In-place rebuilding of a docker compose project with systemd
Posted on May 15, 2024 • 3 minutes • 443 words
The usual approach
If you do a search about how to run docker compose with systemd, you get something similar to this:
[Unit]
Description=Some docker compose service
Requires=docker.service
After=docker.service
[Service]
Type=oneshot
RemainAfterExit=true
WorkingDirectory=/path/to/project
ExecStart=/usr/bin/docker-compose up --build -d
ExecStop=/usr/bin/docker-compose down
[Install]
WantedBy=multi-user.target
While this works, it has some issues:
- No logs are output to the journal (all the logs for every container are on the docker daemon’s service, however)
- Restarting the service will take all the containers down before bringing them up again
There’s also no automated restarts if a container fails, but you should manage that with a restart policy on each service in the compose file .
A (slightly) better approach
One solution is to turn it into a regular unit so that we can use docker-compose up
to attach to the confiners and print the logs:
[Unit]
Description=Some docker compose service
Requires=docker.service
After=docker.service
[Service]
WorkingDirectory=/path/to/project
# wait for the containers to come up before the service is considered "started"
ExecStartPre=/usr/bin/docker-compose up --build --wait
# attach to the containers and print logs
ExecStart=/usr/bin/docker-compose up
# prevent docker-compose from bringing down the containers when restarting
RestartKillSignal=SIGKILL
[Install]
WantedBy=multi-user.target
Note the exclusion of an ExecStop
, instead we are relying on the SIGTERM sent when stopping the unit (this will gracefully stop the containers as expected).
This also lets us use SIGKILL when restarting the unit, which force stops our docker-compose up
- preventing it from stopping the containers when the service is restarted.
Unfortunately, stopping this way causes docker-compose to terminate with exit code 130, which systemd considers a failure:
% systemctl stop something
% systemctl status something
× something.service - Some docker compose service
Loaded: loaded (/usr/lib/systemd/system/something.service; enabled; preset: enabled)
Active: failed (Result: exit-code) since Wed 2024-05-15 19:42:33 CAT; 54s ago
Duration: 52.405s
Process: 77957 ExecStart=/usr/bin/docker-compose up (code=exited, status=130)

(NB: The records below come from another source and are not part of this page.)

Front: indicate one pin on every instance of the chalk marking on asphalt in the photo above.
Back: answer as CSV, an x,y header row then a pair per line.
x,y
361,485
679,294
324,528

Main PID: 77957 (code=exited, status=130)
CPU: 1.425s
This could be silenced by putting a -
in front of the command so it reads ExecStart=-/usr/bin/docker-compose up
.
Alternatively, you could use a bash script to ignore only the 130 exit code:
#!/usr/bin/env bash
/usr/bin/docker-compose up
exit $(( $? == 130 ? 0 : $? ))
And run it from the systemd unit like ExecStart=/path/to/script.sh
A better approach
The exit code shenanigans can be avoided if we used docker-compose logs
for our main process instead:
[Unit]
Description=Some docker compose service
Requires=docker.service
After=docker.service
[Service]
WorkingDirectory=/path/to/project
ExecStartPre=/usr/bin/docker-compose up --build --wait
ExecStart=/usr/bin/docker-compose logs --follow -n 0
ExecStop=/usr/bin/docker-compose down
ExecReload=/usr/bin/docker-compose up --build --wait
[Install]
WantedBy=multi-user.target
This has the upside of keeping the expected behaviour of systemctl restart <service>
(“stop and then start again”).
The service can be reloaded using systemctl reload <service>
. Which will run ExecReload
without stopping the service beforehand.